Instances have come to notice where disciplinary authorities have dismissed under Article 311(2)(a) of the Constitution those police personnel who have been convicted by a court of law, without awaiting result of the pending appeal in a higher court. This act contravenes Rule 11 of Delhi Police (Punishment and Appeal) Rules, 1980 and also renders the department liable to unnecessary and avoidable litigation in court.

Keeping spirit of Rule 11 in view it is advised that action under Article 311(2)(a) may not be taken where the first appeal of the convicted police personnel is pending in the appellate court.

11. In this view of the matter, the Tribunal held that all the applicants before it (the Respondents before us) would be deemed as continuing under suspension all throughout. This would, of course, exclude those applicants who are actually undergoing imprisonment. With this direction, all the original applications were disposed of in favour of the applicants (now Respondents before us).

12. It is against this common order passed by the Tribunal that the Petitioner is now before us under Article 226 of the Constitution.

13. It is submitted by the learned Additional Solicitor General that the proviso to Rule 11(1) has to be interpreted ''harmoniously''. His submission appears to be that since Clause (a) of the second proviso to Article 311(2) of the Constitution permits dismissal or removal of a convicted police officer, it is permissible for the Petitioner to invoke the constitutional power to dismiss or remove the Respondent. To this limited extent, the submission of the learned Additional Solicitor General is acceptable but unfortunately for him, in this case there is a proviso to Rule 11(1) of the Rules which has to be contended with.

14. On a plain reading of the proviso to Rule 11(1) of the Rules, it is quite clear that it puts a fetter, for the benefit of a convicted police officer, on the exercise of the constitutional power of dismissal or removal without an inquiry. However, the restriction is limited to a situation where a first appeal is filed by the police officer against his conviction and sentence. In such an event, a reasonable restriction is statutorily placed upon the exercise of its constitutional power by the Petitioner to dismiss or remove without an inquiry. Consequently, the Petitioner will have to await the ''result'' of the first appeal. On a plain reading of the proviso, we see no reason to deny to a convicted police officer the full amplitude of the benefit statutorily conferred upon him.

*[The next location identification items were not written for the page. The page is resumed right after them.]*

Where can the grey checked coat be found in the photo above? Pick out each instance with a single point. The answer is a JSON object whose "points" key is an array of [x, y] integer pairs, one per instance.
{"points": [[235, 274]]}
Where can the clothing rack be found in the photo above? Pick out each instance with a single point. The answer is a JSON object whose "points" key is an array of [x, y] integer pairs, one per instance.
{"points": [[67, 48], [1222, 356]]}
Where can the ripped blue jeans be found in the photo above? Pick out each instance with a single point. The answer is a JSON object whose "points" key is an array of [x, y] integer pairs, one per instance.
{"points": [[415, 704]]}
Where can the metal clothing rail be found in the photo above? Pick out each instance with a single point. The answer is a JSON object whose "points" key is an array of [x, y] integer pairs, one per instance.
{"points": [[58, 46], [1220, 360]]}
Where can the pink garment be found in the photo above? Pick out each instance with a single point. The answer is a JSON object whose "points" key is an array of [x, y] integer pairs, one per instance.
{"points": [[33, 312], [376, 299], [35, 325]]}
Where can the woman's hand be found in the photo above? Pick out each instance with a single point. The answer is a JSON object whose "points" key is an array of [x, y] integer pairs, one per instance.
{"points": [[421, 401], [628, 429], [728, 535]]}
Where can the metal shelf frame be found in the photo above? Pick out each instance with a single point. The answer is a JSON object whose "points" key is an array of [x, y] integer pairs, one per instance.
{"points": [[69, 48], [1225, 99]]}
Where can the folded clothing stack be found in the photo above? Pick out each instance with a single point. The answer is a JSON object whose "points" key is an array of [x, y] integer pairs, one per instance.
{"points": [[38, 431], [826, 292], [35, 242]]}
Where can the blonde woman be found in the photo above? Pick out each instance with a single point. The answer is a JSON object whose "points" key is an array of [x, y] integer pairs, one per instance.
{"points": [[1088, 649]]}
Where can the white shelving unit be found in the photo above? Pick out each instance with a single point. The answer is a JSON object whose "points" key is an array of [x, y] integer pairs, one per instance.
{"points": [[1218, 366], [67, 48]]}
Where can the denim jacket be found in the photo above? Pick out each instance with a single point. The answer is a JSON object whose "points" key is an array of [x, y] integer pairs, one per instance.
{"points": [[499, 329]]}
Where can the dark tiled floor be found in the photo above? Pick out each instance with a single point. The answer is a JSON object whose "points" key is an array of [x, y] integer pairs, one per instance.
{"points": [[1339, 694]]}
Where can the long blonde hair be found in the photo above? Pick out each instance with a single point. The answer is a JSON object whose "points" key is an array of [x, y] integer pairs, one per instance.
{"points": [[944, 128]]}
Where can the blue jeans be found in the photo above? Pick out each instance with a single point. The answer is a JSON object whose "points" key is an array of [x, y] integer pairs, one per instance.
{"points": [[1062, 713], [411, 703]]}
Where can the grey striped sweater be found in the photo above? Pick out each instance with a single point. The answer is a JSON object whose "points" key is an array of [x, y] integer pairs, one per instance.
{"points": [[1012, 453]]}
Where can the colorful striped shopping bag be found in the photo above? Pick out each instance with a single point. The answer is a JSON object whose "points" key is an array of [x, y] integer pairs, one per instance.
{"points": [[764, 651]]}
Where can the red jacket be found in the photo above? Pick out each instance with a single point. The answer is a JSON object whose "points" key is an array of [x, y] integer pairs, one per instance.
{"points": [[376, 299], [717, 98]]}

15. In this connection, it would be worth referring to J.K. Industries Ltd. and Others Vs. Chief Inspector of Factories and Boilers and Others, wherein the Supreme Court has explained the purpose of a proviso in the following words:

34. A proviso qualifies the generality of the main enactment by providing an exception and taking out from the main provision, a portion, which, but for the proviso would be a part of the main provision. A proviso must, therefore, be considered in relation to the principal matter to which it stands as a proviso. A proviso should not be read as if providing something by way of addition to the main provision which is foreign to the main provision itself.

Clearly, the proviso to Rule 11(1) of the Rules carves out an exception to the main section, which permits the summary dismissal or removal of a convicted police officer. The portion carved out is for the benefit of the convicted police officer, and however much learned Additional Solicitor General may protest and complain about it, we have to give the proviso its plain meaning and full play, as long as it exists on the statute book.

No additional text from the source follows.